The Waiter’s most miserable moment came when his restaurant, the fictional ‘Bistro’ as he calls it, suffered a failure of air-conditioning and the ‘POS’ computer system on the same very hot New York night, as crowds of hungry people lined up outside the door. ‘POS’ seems to be the order/billing software. Demanding customers, a boss calling him every three minutes to make him explain, clueless waiters who did not know how to add up bills without a computer, a dining area that reached 95 degrees and a kitchen that reached 110 nearly brought down the whole restaurant. Somehow, Dublanica pulled the restaurant through without having to close it. The show must go on. Dublanica also shows great generosity of spirit and psychological understanding to troubled souls who reveal themselves in restaurants. As one woman said to him while watching him gently talk a drunken lady into leaving the Bistro, “You’re not just a waiter, are you?" No, he’s not. No one is 'just' anything, of course.

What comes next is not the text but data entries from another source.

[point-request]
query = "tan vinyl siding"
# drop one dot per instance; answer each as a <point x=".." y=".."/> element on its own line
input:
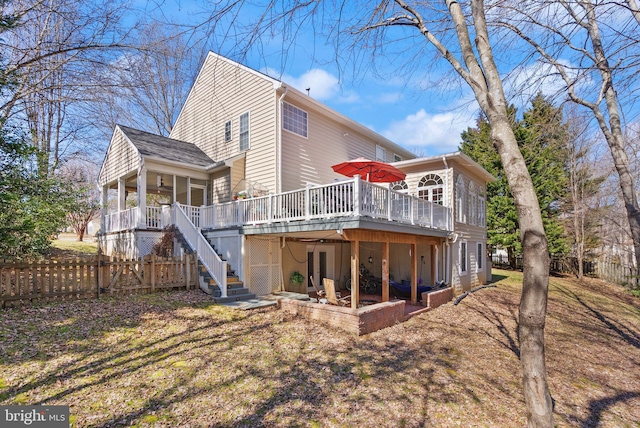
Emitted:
<point x="220" y="186"/>
<point x="121" y="159"/>
<point x="309" y="160"/>
<point x="237" y="175"/>
<point x="223" y="92"/>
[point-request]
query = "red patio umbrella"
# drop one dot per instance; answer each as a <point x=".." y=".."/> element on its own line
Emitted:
<point x="372" y="171"/>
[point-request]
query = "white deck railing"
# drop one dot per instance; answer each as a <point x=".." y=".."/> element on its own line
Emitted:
<point x="217" y="268"/>
<point x="347" y="198"/>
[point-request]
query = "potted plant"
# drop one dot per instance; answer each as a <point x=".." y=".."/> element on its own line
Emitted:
<point x="296" y="278"/>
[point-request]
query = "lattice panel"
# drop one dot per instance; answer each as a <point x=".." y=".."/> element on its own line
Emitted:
<point x="230" y="247"/>
<point x="259" y="254"/>
<point x="264" y="265"/>
<point x="260" y="284"/>
<point x="145" y="245"/>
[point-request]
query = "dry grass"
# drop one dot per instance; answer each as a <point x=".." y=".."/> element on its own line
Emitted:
<point x="174" y="359"/>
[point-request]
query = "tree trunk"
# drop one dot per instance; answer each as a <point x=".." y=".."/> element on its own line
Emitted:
<point x="80" y="234"/>
<point x="533" y="304"/>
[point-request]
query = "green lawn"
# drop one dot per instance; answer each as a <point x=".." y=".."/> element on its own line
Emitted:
<point x="174" y="359"/>
<point x="71" y="247"/>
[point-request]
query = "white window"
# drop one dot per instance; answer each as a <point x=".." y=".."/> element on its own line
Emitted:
<point x="461" y="200"/>
<point x="431" y="188"/>
<point x="463" y="257"/>
<point x="473" y="204"/>
<point x="482" y="213"/>
<point x="295" y="120"/>
<point x="227" y="131"/>
<point x="244" y="131"/>
<point x="400" y="186"/>
<point x="401" y="205"/>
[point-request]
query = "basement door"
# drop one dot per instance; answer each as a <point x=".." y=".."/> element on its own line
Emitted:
<point x="263" y="257"/>
<point x="320" y="262"/>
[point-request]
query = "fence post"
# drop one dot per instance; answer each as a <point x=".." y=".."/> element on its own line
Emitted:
<point x="186" y="265"/>
<point x="152" y="272"/>
<point x="99" y="278"/>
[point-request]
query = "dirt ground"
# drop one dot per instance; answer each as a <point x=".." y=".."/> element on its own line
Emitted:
<point x="176" y="360"/>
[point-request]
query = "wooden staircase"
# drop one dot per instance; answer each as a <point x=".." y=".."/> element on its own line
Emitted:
<point x="236" y="291"/>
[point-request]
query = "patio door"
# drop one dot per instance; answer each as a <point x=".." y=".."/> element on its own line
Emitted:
<point x="320" y="264"/>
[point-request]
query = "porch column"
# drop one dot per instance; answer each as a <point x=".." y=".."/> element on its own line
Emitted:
<point x="142" y="198"/>
<point x="434" y="264"/>
<point x="414" y="274"/>
<point x="385" y="271"/>
<point x="104" y="198"/>
<point x="355" y="273"/>
<point x="121" y="194"/>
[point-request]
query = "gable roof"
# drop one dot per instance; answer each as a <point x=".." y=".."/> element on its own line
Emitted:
<point x="166" y="149"/>
<point x="458" y="157"/>
<point x="303" y="100"/>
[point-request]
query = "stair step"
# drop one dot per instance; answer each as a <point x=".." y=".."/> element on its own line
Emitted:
<point x="230" y="285"/>
<point x="234" y="298"/>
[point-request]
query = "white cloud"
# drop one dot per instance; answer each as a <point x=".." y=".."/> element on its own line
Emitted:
<point x="525" y="81"/>
<point x="322" y="85"/>
<point x="390" y="97"/>
<point x="430" y="133"/>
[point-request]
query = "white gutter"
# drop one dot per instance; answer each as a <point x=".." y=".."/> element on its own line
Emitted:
<point x="279" y="153"/>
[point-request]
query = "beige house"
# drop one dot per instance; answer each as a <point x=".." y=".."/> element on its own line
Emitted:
<point x="246" y="178"/>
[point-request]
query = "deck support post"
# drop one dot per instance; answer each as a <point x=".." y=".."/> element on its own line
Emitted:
<point x="355" y="273"/>
<point x="414" y="274"/>
<point x="385" y="271"/>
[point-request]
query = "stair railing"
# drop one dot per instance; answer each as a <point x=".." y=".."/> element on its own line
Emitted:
<point x="216" y="267"/>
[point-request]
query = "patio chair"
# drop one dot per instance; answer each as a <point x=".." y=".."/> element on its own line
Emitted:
<point x="320" y="293"/>
<point x="332" y="296"/>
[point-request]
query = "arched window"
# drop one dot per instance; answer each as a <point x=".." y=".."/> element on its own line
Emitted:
<point x="461" y="200"/>
<point x="431" y="188"/>
<point x="473" y="203"/>
<point x="400" y="186"/>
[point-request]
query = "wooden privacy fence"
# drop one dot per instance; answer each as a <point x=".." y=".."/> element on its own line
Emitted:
<point x="89" y="278"/>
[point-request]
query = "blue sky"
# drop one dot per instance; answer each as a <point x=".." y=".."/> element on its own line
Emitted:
<point x="409" y="110"/>
<point x="419" y="107"/>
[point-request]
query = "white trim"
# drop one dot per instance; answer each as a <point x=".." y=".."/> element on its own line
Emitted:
<point x="306" y="125"/>
<point x="248" y="114"/>
<point x="230" y="123"/>
<point x="466" y="258"/>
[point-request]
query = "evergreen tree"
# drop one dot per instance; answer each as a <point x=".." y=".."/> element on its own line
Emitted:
<point x="541" y="136"/>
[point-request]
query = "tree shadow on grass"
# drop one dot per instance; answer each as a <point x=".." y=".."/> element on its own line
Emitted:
<point x="624" y="332"/>
<point x="597" y="407"/>
<point x="508" y="340"/>
<point x="497" y="278"/>
<point x="128" y="360"/>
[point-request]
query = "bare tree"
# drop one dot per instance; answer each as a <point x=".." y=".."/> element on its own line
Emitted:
<point x="81" y="177"/>
<point x="593" y="48"/>
<point x="582" y="205"/>
<point x="149" y="85"/>
<point x="53" y="52"/>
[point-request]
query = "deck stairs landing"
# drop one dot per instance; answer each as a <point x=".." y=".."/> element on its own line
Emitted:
<point x="236" y="291"/>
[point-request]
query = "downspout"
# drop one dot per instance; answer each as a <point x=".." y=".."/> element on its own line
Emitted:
<point x="447" y="254"/>
<point x="279" y="154"/>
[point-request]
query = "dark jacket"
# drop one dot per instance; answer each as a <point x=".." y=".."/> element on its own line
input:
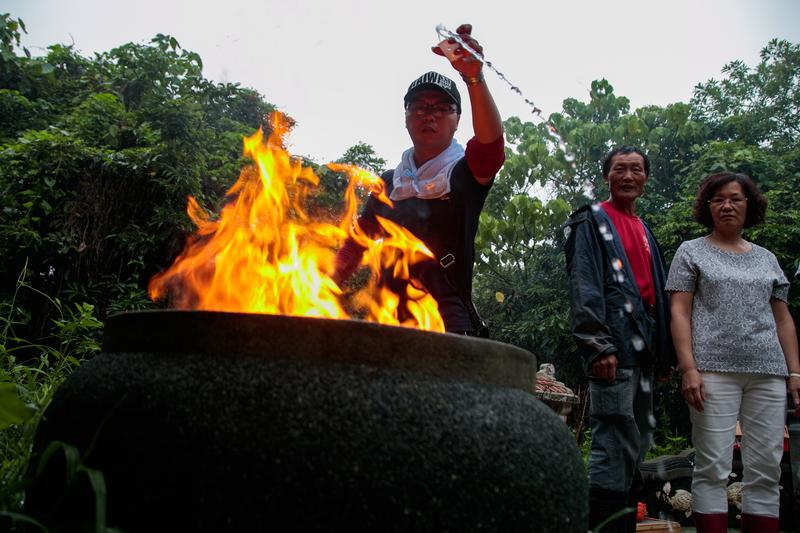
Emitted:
<point x="608" y="314"/>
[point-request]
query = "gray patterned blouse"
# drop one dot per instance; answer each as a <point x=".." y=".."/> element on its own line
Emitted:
<point x="733" y="328"/>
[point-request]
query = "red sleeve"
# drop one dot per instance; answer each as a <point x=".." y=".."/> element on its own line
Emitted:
<point x="484" y="160"/>
<point x="347" y="260"/>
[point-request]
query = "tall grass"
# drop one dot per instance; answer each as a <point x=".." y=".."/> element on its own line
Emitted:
<point x="30" y="373"/>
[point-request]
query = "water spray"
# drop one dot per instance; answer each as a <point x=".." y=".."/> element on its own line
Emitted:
<point x="444" y="33"/>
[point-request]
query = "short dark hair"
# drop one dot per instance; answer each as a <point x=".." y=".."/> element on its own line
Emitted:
<point x="756" y="202"/>
<point x="624" y="149"/>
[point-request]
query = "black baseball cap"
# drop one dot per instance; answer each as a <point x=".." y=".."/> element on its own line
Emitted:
<point x="434" y="80"/>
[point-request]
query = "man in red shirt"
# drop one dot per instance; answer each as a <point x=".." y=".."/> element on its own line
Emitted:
<point x="620" y="321"/>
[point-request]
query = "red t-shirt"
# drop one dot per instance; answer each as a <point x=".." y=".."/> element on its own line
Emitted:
<point x="637" y="249"/>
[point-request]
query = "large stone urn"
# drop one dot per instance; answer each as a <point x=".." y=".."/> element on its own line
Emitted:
<point x="208" y="421"/>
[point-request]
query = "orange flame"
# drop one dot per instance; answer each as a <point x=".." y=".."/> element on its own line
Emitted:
<point x="263" y="254"/>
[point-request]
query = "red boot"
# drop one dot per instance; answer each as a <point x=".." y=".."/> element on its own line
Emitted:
<point x="753" y="523"/>
<point x="711" y="522"/>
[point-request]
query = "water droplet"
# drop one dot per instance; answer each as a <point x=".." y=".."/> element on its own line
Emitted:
<point x="644" y="384"/>
<point x="637" y="342"/>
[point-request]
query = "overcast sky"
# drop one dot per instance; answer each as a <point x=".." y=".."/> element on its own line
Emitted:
<point x="341" y="67"/>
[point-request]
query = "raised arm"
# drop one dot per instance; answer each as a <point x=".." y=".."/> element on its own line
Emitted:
<point x="486" y="122"/>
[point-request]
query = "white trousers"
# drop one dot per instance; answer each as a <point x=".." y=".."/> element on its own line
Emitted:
<point x="759" y="403"/>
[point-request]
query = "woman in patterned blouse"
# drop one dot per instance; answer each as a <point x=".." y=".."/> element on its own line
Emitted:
<point x="737" y="350"/>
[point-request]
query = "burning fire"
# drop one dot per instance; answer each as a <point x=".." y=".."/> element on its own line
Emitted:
<point x="263" y="253"/>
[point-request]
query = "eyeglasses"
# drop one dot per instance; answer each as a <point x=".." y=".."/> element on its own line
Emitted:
<point x="437" y="110"/>
<point x="719" y="202"/>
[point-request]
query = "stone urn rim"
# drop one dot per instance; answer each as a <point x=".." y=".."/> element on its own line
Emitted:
<point x="320" y="340"/>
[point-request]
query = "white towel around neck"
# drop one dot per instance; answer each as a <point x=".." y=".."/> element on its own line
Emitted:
<point x="431" y="180"/>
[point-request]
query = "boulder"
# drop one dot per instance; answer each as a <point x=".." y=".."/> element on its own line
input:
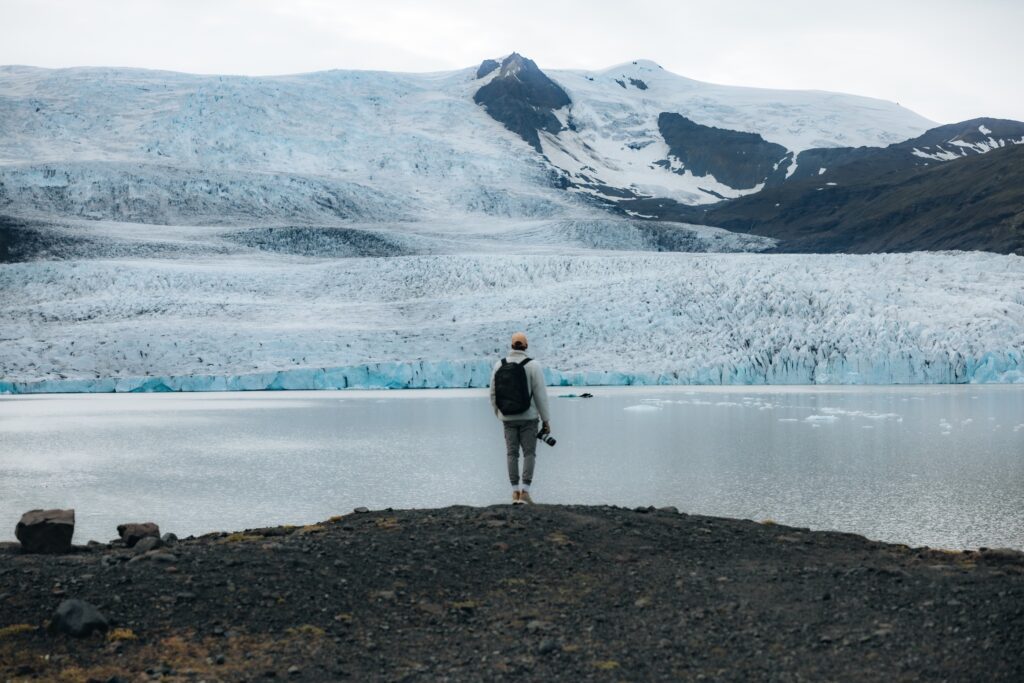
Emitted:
<point x="132" y="534"/>
<point x="46" y="530"/>
<point x="78" y="619"/>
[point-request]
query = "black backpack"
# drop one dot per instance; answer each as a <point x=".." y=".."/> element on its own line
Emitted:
<point x="511" y="387"/>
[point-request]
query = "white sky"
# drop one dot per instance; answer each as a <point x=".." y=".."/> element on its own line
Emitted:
<point x="946" y="59"/>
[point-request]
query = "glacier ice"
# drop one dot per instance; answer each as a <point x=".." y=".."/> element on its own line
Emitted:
<point x="281" y="322"/>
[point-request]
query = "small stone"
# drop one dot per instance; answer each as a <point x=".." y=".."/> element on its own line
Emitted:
<point x="145" y="544"/>
<point x="133" y="532"/>
<point x="78" y="619"/>
<point x="46" y="530"/>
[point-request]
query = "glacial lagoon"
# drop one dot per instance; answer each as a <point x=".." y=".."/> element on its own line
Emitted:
<point x="939" y="466"/>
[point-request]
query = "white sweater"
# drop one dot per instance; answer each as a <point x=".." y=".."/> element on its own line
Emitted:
<point x="535" y="378"/>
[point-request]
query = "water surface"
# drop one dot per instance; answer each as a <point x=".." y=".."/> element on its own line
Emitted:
<point x="926" y="465"/>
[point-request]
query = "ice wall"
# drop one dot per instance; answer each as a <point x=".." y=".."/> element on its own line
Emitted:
<point x="991" y="368"/>
<point x="281" y="322"/>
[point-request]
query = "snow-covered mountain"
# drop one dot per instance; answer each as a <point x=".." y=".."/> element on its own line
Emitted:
<point x="158" y="146"/>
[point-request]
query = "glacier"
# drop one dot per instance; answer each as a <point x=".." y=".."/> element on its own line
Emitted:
<point x="595" y="317"/>
<point x="361" y="229"/>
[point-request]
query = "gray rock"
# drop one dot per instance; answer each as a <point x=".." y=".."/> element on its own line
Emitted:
<point x="46" y="530"/>
<point x="133" y="532"/>
<point x="147" y="543"/>
<point x="78" y="619"/>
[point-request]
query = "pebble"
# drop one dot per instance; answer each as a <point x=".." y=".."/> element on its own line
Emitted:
<point x="78" y="619"/>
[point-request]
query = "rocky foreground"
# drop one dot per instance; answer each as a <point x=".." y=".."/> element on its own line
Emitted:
<point x="524" y="593"/>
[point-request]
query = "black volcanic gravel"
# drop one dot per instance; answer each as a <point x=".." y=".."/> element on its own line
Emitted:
<point x="524" y="593"/>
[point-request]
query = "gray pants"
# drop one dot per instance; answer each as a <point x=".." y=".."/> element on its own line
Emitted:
<point x="520" y="433"/>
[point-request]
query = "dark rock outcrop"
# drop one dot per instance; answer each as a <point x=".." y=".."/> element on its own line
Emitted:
<point x="937" y="145"/>
<point x="132" y="534"/>
<point x="523" y="98"/>
<point x="78" y="619"/>
<point x="973" y="203"/>
<point x="46" y="530"/>
<point x="739" y="160"/>
<point x="486" y="67"/>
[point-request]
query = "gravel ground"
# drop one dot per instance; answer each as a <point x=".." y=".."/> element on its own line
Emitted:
<point x="525" y="593"/>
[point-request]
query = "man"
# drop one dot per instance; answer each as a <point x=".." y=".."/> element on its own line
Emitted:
<point x="518" y="396"/>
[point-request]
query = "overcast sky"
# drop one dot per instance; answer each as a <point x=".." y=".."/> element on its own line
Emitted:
<point x="946" y="59"/>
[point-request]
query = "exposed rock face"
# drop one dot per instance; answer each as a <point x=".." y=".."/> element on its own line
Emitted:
<point x="950" y="142"/>
<point x="486" y="67"/>
<point x="78" y="619"/>
<point x="46" y="530"/>
<point x="975" y="203"/>
<point x="739" y="160"/>
<point x="523" y="98"/>
<point x="132" y="534"/>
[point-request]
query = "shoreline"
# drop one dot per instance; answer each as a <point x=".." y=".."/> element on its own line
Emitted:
<point x="502" y="592"/>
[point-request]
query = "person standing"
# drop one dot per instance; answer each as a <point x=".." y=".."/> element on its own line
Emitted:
<point x="519" y="397"/>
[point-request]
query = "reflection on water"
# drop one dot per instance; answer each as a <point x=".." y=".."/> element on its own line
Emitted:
<point x="940" y="466"/>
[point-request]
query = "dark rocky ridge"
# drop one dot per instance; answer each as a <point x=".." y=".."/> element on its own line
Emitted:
<point x="739" y="160"/>
<point x="972" y="203"/>
<point x="522" y="98"/>
<point x="846" y="164"/>
<point x="524" y="593"/>
<point x="883" y="199"/>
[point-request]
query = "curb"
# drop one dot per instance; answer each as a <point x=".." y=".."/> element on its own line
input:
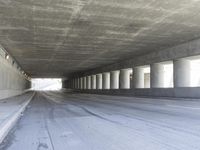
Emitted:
<point x="9" y="123"/>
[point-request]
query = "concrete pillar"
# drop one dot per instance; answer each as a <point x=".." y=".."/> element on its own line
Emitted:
<point x="114" y="79"/>
<point x="84" y="82"/>
<point x="93" y="82"/>
<point x="138" y="77"/>
<point x="124" y="78"/>
<point x="157" y="75"/>
<point x="106" y="80"/>
<point x="99" y="81"/>
<point x="77" y="83"/>
<point x="88" y="82"/>
<point x="182" y="73"/>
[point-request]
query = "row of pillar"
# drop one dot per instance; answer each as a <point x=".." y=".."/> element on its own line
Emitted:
<point x="120" y="79"/>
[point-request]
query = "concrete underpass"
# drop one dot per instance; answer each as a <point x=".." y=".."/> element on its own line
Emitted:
<point x="128" y="75"/>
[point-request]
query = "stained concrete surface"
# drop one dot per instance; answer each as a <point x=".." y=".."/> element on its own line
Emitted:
<point x="91" y="33"/>
<point x="12" y="82"/>
<point x="60" y="121"/>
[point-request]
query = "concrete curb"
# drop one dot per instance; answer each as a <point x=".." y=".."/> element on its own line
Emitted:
<point x="7" y="125"/>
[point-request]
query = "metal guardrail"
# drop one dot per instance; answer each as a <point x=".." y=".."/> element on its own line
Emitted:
<point x="5" y="55"/>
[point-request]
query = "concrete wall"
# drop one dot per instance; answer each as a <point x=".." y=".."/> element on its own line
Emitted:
<point x="191" y="48"/>
<point x="12" y="82"/>
<point x="183" y="92"/>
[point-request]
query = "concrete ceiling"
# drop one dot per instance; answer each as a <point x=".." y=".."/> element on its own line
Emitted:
<point x="58" y="37"/>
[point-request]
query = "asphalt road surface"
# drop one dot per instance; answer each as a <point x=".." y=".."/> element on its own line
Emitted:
<point x="70" y="121"/>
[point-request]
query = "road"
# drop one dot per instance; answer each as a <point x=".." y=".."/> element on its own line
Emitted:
<point x="70" y="121"/>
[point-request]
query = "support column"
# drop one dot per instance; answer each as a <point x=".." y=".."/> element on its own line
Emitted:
<point x="157" y="75"/>
<point x="106" y="80"/>
<point x="88" y="82"/>
<point x="114" y="79"/>
<point x="138" y="77"/>
<point x="182" y="73"/>
<point x="99" y="81"/>
<point x="79" y="83"/>
<point x="82" y="83"/>
<point x="125" y="78"/>
<point x="93" y="83"/>
<point x="85" y="83"/>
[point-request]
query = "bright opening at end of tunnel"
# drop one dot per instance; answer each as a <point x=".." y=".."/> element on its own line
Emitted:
<point x="46" y="84"/>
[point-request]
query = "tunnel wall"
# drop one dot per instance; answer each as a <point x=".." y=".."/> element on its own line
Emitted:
<point x="184" y="92"/>
<point x="12" y="82"/>
<point x="191" y="48"/>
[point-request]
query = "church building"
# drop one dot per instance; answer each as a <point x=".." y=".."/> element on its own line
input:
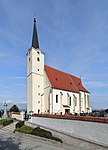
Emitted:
<point x="50" y="90"/>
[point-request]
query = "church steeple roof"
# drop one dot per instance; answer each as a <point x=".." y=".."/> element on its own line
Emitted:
<point x="35" y="42"/>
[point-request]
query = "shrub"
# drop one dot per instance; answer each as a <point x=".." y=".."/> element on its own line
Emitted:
<point x="25" y="129"/>
<point x="44" y="133"/>
<point x="41" y="132"/>
<point x="7" y="122"/>
<point x="19" y="124"/>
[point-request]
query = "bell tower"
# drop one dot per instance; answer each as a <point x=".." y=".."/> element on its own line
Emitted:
<point x="35" y="74"/>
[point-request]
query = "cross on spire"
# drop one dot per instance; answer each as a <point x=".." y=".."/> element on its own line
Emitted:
<point x="35" y="42"/>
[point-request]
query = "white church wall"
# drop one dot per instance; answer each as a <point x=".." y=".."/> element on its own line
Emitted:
<point x="84" y="102"/>
<point x="35" y="60"/>
<point x="47" y="90"/>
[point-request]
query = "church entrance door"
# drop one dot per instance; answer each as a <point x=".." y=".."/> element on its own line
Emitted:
<point x="67" y="111"/>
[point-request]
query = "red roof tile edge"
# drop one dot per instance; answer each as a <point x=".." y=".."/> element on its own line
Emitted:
<point x="64" y="81"/>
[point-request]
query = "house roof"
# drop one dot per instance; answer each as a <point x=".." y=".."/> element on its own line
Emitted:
<point x="64" y="81"/>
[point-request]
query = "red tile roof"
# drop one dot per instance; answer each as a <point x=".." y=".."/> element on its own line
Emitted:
<point x="64" y="81"/>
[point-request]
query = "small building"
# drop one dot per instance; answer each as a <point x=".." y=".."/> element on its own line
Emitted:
<point x="50" y="90"/>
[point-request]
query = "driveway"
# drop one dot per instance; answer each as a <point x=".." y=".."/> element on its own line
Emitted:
<point x="13" y="141"/>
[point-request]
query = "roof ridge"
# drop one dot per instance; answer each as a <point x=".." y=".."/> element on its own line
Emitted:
<point x="62" y="71"/>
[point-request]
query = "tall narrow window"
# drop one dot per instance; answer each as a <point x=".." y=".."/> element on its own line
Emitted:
<point x="56" y="98"/>
<point x="75" y="100"/>
<point x="38" y="59"/>
<point x="70" y="101"/>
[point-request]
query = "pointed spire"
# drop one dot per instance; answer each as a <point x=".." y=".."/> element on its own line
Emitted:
<point x="35" y="42"/>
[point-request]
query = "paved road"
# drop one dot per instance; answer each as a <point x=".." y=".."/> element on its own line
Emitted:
<point x="11" y="141"/>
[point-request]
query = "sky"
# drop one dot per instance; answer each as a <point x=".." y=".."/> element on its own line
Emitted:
<point x="73" y="34"/>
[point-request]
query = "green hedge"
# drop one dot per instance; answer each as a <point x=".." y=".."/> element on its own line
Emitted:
<point x="20" y="127"/>
<point x="19" y="124"/>
<point x="5" y="122"/>
<point x="44" y="133"/>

Among other high-profile guests, he once waited on The Gladiator – Rusell Crowe. Crowe was the only one who publically identified him as the “Waiter” behind the “Waiter Rant” blog. Dublanica was flattered – and surprised.
Over the past 30 years, with the financialization of American life, and the destruction of private time, restaurants meals have grown in ‘necessity.’ I call it the privatization of the family meal. Instead of inexpensive, healthful food skillfully prepared in a low-key way at home, eating is now supposed to be a public event involving being served as if we were still children – or bosses. The food is lower quality, of excessive quantity and the prices are higher than most home meals. People who constantly go to restaurants even lose cooking skills. The U.S. restaurant industry survives on the backs of immigrants, bad government laws and low pay. If a government was to mandate a living wage and other benefits for workers in restaurants, many restaurants would disappear. As far as I’m concerned, that would not be bad at all. A restaurant that cannot provide health care, decent wages, regular hours and normal work conditions does not deserve to exist. And we don’t need them either.